Low-Power Blockwise Quantization (LPBQ)¶

Qualcomm® AI Engine Direct supports an alternative to blockwise quantization called Low-Power Blockwise Quantization (LPBQ).

Note

To read about generic blockwise quantization, see Blockwise Quantization

In LPBQ, blockwise encodings at a lower bit width are adjusted such that they lie on a common higher-bit-width per-channel grid.

Following are the benefits of LPBQ over Blockwise Quantization (BQ):

Enables models to run on existing per-channel kernels
Generated encodings are storage-efficient than BQ

Qualcomm® AI Engine Direct has the following restrictions on LPBQ:

Blockwise quantization runs on weight (not activation) quantizers only
Block size must be set to one for the output channel dimension
Input channel dimension must be divisible by Block size

Apply LPBQ¶

This section walks through how to enable LPBQ in Post-Training Quantization workflow.

LPBQ workflow looks like the following:

Create QuantizationSimModel
Enable LPBQ for select operations (additional step on top of Post-Training Quantization workflow
Create a calibration callback to be used for computing quantization parameters
Compute encodings
Evaluation
Export the model

Apply LPBQ on select set of modules in PyTorch or operations in ONNX with set_grouped_blockwise_quantization_for_weights().
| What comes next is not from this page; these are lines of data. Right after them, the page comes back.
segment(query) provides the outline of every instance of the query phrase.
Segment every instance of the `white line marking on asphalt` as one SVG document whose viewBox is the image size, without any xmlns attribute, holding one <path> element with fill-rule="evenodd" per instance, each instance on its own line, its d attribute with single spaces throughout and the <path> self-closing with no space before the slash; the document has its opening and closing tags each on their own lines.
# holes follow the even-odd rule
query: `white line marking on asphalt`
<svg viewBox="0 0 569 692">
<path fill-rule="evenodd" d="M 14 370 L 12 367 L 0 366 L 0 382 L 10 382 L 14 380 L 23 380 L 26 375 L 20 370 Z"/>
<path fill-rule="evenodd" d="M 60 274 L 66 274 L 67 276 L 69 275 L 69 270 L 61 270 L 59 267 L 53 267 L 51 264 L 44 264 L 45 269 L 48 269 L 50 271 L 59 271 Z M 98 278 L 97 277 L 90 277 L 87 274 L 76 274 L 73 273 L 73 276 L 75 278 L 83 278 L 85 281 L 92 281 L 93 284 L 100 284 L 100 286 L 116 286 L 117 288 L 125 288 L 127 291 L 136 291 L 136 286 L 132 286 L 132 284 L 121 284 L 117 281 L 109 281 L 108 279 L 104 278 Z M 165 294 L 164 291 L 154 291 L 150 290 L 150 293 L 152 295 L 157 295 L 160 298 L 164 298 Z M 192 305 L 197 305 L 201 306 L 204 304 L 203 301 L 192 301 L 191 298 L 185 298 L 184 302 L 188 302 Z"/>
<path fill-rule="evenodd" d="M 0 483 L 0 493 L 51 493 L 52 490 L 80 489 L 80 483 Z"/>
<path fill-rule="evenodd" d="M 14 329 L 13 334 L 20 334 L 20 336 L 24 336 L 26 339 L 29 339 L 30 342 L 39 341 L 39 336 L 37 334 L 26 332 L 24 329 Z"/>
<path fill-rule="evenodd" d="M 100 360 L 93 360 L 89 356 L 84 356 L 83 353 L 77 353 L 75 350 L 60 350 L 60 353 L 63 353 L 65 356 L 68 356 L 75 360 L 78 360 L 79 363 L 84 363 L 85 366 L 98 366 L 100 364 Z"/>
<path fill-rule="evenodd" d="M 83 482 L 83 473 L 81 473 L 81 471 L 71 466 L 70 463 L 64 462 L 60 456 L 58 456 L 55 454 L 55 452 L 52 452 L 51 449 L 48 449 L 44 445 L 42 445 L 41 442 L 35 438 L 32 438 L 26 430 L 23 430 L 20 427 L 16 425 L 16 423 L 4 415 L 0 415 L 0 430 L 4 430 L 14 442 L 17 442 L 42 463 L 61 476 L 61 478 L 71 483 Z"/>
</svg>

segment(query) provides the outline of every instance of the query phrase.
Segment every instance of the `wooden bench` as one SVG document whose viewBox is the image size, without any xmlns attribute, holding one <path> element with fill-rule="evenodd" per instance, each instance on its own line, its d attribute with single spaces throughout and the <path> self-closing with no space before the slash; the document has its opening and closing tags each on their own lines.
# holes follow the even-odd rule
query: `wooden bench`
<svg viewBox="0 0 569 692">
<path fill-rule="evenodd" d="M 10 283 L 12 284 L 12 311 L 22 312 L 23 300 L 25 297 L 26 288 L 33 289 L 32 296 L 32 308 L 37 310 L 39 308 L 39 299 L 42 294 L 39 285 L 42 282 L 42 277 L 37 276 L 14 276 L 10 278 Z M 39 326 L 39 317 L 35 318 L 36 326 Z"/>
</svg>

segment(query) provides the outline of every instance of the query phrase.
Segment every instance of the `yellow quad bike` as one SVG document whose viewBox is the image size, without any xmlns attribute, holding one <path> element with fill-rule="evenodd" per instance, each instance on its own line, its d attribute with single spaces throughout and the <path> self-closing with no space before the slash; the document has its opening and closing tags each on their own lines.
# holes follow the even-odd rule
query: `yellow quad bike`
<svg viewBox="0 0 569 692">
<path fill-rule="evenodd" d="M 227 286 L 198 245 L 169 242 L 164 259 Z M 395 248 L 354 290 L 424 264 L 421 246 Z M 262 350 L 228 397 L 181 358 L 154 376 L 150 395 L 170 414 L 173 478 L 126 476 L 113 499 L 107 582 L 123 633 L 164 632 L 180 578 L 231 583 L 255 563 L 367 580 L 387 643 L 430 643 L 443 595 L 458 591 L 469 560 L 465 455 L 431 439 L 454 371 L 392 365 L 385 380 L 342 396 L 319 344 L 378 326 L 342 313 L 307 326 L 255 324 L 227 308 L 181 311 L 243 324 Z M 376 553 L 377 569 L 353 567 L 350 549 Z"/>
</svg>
This function can be called multiple times to set different LPBQ configuration for target set of modules or operations.

PyTorch

# 1. Create QuantizationSimModel
# ...

from aimet_torch.quantsim.config_utils import set_grouped_blockwise_quantization_for_weights


# 2. Apply LPBQ
set_grouped_blockwise_quantization_for_weights(
    sim=quantsim,
    arg=[torch.nn.Linear],
    bitwidth=4,
    symmetric=True,
    decompressed_bw=8,
    block_size=64,
    block_grouping=-1,
)

# Continue with calibration

ONNX

# 1. Create QuantizationSimModel
# ...

from aimet_onnx.quantsim import set_blockwise_quantization_for_weights

# 2. Apply LPBQ
set_grouped_blockwise_quantization_for_weights(
    sim=quantsim,
    op_types=("Gemm", "MatMul", "Conv"),
    bitwidth=4,
    decompressed_bw=8,
    block_size=64,
    nodes_to_exclude = ['conv1', 'linear10']
)

# Continue with calibration

API¶

Top-level API to configure LPBQ quantization

PyTorch

aimet_torch.v2.quantsim.config_utils.set_grouped_blockwise_quantization_for_weights(sim, arg, bitwidth, symmetric, decompressed_bw, block_size, block_grouping=-1)[source]
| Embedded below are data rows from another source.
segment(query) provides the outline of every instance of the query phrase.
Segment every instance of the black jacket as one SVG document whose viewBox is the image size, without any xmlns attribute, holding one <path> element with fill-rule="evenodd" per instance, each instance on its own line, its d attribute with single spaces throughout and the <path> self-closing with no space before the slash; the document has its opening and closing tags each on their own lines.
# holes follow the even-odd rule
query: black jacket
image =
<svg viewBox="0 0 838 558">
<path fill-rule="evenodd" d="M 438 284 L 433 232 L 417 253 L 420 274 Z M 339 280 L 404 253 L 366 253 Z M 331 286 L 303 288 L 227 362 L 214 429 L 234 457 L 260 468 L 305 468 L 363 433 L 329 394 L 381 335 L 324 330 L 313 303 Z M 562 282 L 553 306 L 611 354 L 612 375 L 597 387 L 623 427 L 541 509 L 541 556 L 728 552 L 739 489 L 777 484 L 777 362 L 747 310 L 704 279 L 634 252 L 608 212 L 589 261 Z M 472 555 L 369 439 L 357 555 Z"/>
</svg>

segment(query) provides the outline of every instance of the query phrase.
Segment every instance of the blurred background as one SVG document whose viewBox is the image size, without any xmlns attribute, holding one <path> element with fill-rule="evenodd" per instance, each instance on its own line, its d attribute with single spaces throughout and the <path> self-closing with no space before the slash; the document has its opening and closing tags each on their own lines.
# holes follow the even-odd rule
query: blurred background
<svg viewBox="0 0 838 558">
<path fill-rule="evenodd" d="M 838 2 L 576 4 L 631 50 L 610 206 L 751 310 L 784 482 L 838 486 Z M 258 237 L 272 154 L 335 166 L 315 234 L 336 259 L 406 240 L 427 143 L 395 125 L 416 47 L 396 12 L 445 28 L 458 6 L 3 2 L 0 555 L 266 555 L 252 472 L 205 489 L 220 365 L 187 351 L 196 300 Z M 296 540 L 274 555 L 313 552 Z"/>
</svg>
Set weight parameter quantizers of modules to grouped blockwise.

Parameters:

sim (QuantizationSimModel) – Quantsim to set weight quantizers for
arg –
Argument determining which modules to set. This can consist of either:
1. A list of torch.nn.Module types, in which case all modules whose type is in the list will be set
2. A list of torch.nn.Modules, in which case all modules in the list will be set
3. A callable function which takes a torch.nn.Module as input and returns True if the module is to be set, False otherwise
bitwidth (int) – Bitwidth for affine quantization
symmetric (bool) – True if affine quantization is symmetric, False otherwise
decompressed_bw (int) – Decompressed bw for grouped block quantization
block_size (Union[int, Tuple[int, ...]]) –
Block size for affine quantization. This can be an array in which case all layers identified by arg must have weight shapes compatible with the array length, or can be an integer value, in which case the block size will be applied to the weight’s in_channels dimension and per channel will be used for the weight’s out_channels dimension.
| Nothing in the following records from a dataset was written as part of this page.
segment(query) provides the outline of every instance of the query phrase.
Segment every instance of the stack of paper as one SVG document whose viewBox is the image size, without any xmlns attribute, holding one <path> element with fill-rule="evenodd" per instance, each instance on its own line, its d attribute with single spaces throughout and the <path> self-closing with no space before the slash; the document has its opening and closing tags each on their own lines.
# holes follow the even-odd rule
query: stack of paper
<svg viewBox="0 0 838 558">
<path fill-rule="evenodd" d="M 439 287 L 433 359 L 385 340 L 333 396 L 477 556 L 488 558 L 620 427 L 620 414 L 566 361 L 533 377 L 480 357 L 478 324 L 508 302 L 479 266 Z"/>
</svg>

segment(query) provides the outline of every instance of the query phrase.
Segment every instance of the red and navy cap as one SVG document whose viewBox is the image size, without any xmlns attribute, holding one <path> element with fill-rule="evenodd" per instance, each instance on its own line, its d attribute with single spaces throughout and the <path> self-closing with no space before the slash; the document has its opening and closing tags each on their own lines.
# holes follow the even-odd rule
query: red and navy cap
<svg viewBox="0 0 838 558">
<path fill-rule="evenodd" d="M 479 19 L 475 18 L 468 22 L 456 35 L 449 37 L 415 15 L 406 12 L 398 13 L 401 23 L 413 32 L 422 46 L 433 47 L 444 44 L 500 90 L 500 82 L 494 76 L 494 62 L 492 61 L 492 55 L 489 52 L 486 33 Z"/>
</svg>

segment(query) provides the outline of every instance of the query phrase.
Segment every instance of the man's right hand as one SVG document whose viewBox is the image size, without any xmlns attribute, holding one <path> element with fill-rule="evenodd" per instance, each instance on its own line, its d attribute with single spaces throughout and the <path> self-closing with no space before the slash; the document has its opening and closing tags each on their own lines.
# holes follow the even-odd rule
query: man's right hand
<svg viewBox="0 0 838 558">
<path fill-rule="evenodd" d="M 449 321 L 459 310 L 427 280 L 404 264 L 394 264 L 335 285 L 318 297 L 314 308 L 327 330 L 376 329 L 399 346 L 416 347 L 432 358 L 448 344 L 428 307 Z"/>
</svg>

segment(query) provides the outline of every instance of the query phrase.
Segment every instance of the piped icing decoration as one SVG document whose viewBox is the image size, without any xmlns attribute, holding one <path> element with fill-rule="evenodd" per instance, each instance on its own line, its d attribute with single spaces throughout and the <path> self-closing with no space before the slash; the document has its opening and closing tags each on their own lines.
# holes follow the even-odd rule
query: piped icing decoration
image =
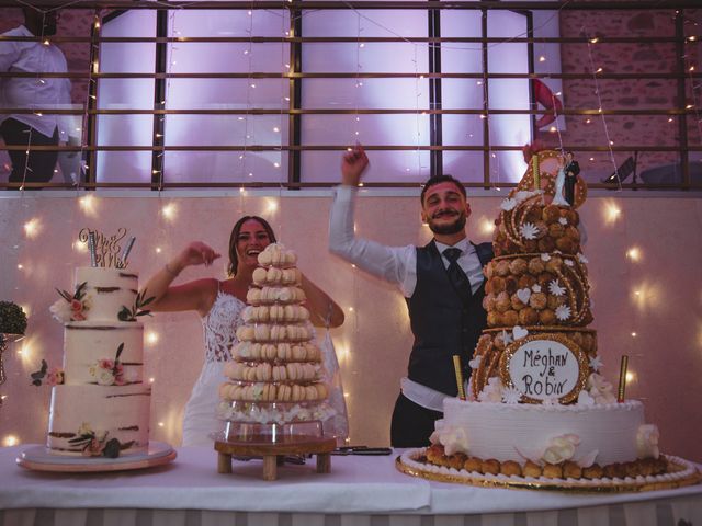
<svg viewBox="0 0 702 526">
<path fill-rule="evenodd" d="M 441 421 L 439 421 L 441 422 Z M 437 428 L 429 437 L 432 444 L 441 444 L 446 455 L 469 451 L 468 435 L 463 426 L 437 423 Z"/>
<path fill-rule="evenodd" d="M 68 443 L 81 447 L 84 457 L 117 458 L 122 446 L 116 438 L 107 439 L 109 434 L 104 430 L 93 431 L 88 422 L 83 422 L 76 433 L 77 436 Z"/>
<path fill-rule="evenodd" d="M 512 343 L 512 335 L 509 332 L 502 330 L 502 343 L 505 345 L 509 345 L 510 343 Z"/>
<path fill-rule="evenodd" d="M 528 305 L 529 304 L 529 298 L 531 297 L 531 289 L 530 288 L 520 288 L 519 290 L 517 290 L 517 297 L 519 298 L 519 300 L 524 304 Z"/>
<path fill-rule="evenodd" d="M 573 459 L 575 449 L 580 445 L 580 437 L 574 434 L 555 436 L 541 456 L 541 460 L 548 464 L 561 464 Z"/>
<path fill-rule="evenodd" d="M 616 397 L 612 392 L 612 384 L 610 384 L 602 375 L 592 373 L 588 377 L 586 388 L 588 390 L 588 393 L 595 400 L 595 403 L 598 405 L 605 405 L 608 403 L 616 402 Z"/>
<path fill-rule="evenodd" d="M 468 365 L 471 366 L 472 369 L 477 369 L 480 366 L 482 359 L 483 359 L 483 356 L 480 355 L 474 356 L 473 359 L 468 362 Z"/>
<path fill-rule="evenodd" d="M 638 458 L 658 458 L 658 438 L 660 434 L 658 426 L 654 424 L 643 424 L 636 433 L 636 454 Z"/>
<path fill-rule="evenodd" d="M 502 381 L 494 376 L 489 380 L 483 391 L 478 395 L 478 400 L 480 402 L 495 402 L 499 403 L 502 401 Z"/>
<path fill-rule="evenodd" d="M 522 393 L 519 391 L 519 389 L 514 387 L 508 387 L 502 390 L 502 402 L 509 403 L 509 404 L 517 404 L 521 402 L 521 400 L 522 400 Z"/>
<path fill-rule="evenodd" d="M 519 233 L 521 233 L 524 239 L 536 239 L 539 237 L 539 227 L 531 222 L 524 222 L 519 229 Z"/>
</svg>

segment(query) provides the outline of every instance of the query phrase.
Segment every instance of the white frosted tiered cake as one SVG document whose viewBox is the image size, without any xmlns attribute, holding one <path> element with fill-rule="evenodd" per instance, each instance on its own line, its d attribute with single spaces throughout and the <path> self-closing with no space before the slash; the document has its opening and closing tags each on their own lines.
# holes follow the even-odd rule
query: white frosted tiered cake
<svg viewBox="0 0 702 526">
<path fill-rule="evenodd" d="M 258 260 L 245 324 L 237 330 L 239 343 L 219 388 L 218 414 L 228 421 L 227 439 L 275 441 L 288 432 L 321 436 L 322 422 L 333 410 L 327 403 L 329 387 L 309 311 L 302 305 L 297 258 L 274 243 Z"/>
<path fill-rule="evenodd" d="M 574 206 L 552 203 L 558 161 L 555 151 L 539 152 L 501 203 L 495 259 L 484 268 L 488 328 L 469 364 L 467 399 L 444 400 L 431 445 L 405 454 L 405 467 L 526 488 L 699 480 L 694 467 L 659 454 L 643 404 L 618 399 L 600 374 L 576 211 L 586 188 L 578 183 Z"/>
<path fill-rule="evenodd" d="M 63 375 L 52 388 L 48 450 L 110 457 L 145 453 L 151 388 L 144 384 L 144 328 L 136 321 L 138 276 L 81 267 L 75 277 L 75 294 L 63 291 L 52 307 L 65 323 Z"/>
</svg>

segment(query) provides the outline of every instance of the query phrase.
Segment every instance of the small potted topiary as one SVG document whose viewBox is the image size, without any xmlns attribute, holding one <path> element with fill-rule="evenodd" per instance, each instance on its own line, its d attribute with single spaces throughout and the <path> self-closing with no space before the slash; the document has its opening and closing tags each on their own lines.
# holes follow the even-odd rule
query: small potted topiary
<svg viewBox="0 0 702 526">
<path fill-rule="evenodd" d="M 0 333 L 24 334 L 26 330 L 26 315 L 22 308 L 12 301 L 0 301 Z"/>
<path fill-rule="evenodd" d="M 12 301 L 0 301 L 0 385 L 4 384 L 4 367 L 2 352 L 9 342 L 16 342 L 24 338 L 26 315 L 22 308 Z"/>
</svg>

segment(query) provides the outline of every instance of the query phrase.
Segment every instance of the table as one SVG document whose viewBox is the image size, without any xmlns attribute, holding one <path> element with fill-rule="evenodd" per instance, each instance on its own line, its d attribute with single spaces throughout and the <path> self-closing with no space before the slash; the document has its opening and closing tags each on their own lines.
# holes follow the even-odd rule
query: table
<svg viewBox="0 0 702 526">
<path fill-rule="evenodd" d="M 403 474 L 393 456 L 333 456 L 330 473 L 261 461 L 217 473 L 213 449 L 184 447 L 167 466 L 47 473 L 0 448 L 0 526 L 678 526 L 702 522 L 702 485 L 646 493 L 571 494 L 484 489 Z M 684 521 L 686 523 L 681 523 Z"/>
</svg>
A block size value of -1 for a particular dimension is equivalent to a block size equal to the size of that particular dimension.
block_grouping (Union[int, Tuple[int, ...]]) –
Block grouping for grouped block quantization. This can be an array in which case all layers identified by arg must have weight shapes compatible with the array length, or can be an integer value, in which case the block grouping will be applied to the weight’s in_channels dimension, and no other dimensions will experience block grouping.

A block grouping value of -1 for a particular dimension is equivalent to a block grouping equal to the number of blocks for that particular dimension.

Examples

>>> # Assume 'sim' is a QuantizationSimModel object imported from aimet_torch.v2.quantsim
>>> # Allows setting of all Linear and Conv weight quantizers to LPBQ with block_size 64 in the input_channels dimension:
>>> set_grouped_blockwise_quantization_for_weights(sim=sim,
...                                                arg=[torch.nn.Linear, torch.nn.Conv2d],
...                                                bitwidth=4,
...                                                symmetric=True,
...                                                decompressed_bw=8,
...                                                block_size=64,
...                                                block_grouping=-1)
>>> # Allows setting of specific model layers' weight quantizer to LPBQ with block_size 64 in the input_channels dimension:
>>> set_grouped_blockwise_quantization_for_weights(sim=sim,
...                                                arg=[sim.model.conv2, sim.model.linear1],
...                                                bitwidth=4,
...                                                symmetric=True,
...                                                decompressed_bw=8,
...                                                block_size=64,
...                                                block_grouping=-1)
>>> # Allows setting of only Convolution layers with input channels dim == 128 to LPBQ with block_size 64 in the input_channels dimension:
>>> set_grouped_blockwise_quantization_for_weights(sim=sim,
...                                                arg=lambda module: isinstance(module, torch.nn.Conv2d) and module.weight.shape[1] == 128,
...                                                bitwidth=4,
...                                                symmetric=True,
...                                                decompressed_bw=8,
...                                                block_size=64,
...                                                block_grouping=-1)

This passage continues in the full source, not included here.